Let $f_n \in L_0(X), |f_n|\leqslant\phi \in L_1(X), n \in N$ and $f_n \rightarrow f$ in measure. Prove that $f \in L_1(X)$ and $$\lim_{n\to\infty}\int_{X}{f_n}d\mu = \int_{X} fd\mu$$
Here $L_0(X)$ stands for Lebesgue measurability, and $L_1(X)$ — for Lebesgue integrability on $X$.
As far as I understand, we should use the fact that $f_n$ is bounded by a Lebesgue integrable function being itself measurable, so $f$ is also Lebesgue integrable. Is that correct? I remember similar reasoning being used in the classroom. If the first part is correct, how do I prove the equality?

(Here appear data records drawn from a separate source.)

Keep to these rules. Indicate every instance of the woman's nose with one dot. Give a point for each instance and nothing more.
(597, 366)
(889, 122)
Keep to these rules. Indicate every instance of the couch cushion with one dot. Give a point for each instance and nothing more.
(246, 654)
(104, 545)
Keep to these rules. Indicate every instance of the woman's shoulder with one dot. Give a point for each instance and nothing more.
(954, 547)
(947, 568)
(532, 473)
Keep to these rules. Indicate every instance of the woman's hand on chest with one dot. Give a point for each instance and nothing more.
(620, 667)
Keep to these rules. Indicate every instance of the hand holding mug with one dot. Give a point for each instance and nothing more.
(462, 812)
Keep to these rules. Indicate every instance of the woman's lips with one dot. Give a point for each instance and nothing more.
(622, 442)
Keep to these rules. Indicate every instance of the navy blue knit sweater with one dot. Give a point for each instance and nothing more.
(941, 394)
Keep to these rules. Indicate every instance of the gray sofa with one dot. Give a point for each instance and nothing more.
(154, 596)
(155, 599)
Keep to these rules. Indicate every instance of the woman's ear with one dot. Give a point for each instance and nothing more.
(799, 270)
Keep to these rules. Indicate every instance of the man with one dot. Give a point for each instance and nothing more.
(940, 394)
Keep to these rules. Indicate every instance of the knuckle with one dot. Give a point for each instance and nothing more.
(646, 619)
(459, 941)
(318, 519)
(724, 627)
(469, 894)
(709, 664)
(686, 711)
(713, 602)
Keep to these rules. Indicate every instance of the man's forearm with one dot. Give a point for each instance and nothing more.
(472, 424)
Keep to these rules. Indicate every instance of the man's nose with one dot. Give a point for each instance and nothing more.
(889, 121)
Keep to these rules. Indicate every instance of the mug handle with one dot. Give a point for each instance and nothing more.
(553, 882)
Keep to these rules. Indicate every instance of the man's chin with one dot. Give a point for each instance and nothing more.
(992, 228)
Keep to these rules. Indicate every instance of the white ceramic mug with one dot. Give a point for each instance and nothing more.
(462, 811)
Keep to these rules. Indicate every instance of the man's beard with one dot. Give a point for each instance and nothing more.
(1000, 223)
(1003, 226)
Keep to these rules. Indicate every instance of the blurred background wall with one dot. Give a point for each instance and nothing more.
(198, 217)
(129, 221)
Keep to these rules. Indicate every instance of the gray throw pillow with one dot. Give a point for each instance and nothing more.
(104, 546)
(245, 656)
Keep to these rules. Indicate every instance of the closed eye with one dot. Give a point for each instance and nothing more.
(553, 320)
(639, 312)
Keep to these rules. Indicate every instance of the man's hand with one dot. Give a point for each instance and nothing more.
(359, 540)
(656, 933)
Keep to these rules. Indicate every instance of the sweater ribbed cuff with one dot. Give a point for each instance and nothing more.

Let $\{f_{n_k}\}_{k=1}^\infty$ be an arbitrary subsequence of $\{f_n\}_{n=1}^\infty$. Then $f_{n_k} \to f$ in measure, so one may extract a further subsequence $\{f_{n_{k_j}}\}_{j=1}^\infty$ of $\{f_{n_k}\}_{k=1}^\infty$ such that $f_{n_{k_j}}\to f$ pointwise a.e. in $X$. By Fatou's lemma $f\in L_1(X)$; by the dominated convergence theorem $\int_X f\, d\mu = \lim\limits_{j\to \infty} \int_X f_{n_{k_j}}\, d\mu$. Since $\{f_{n_k}\}_{k=1}^\infty$ was arbitrary, the result follows.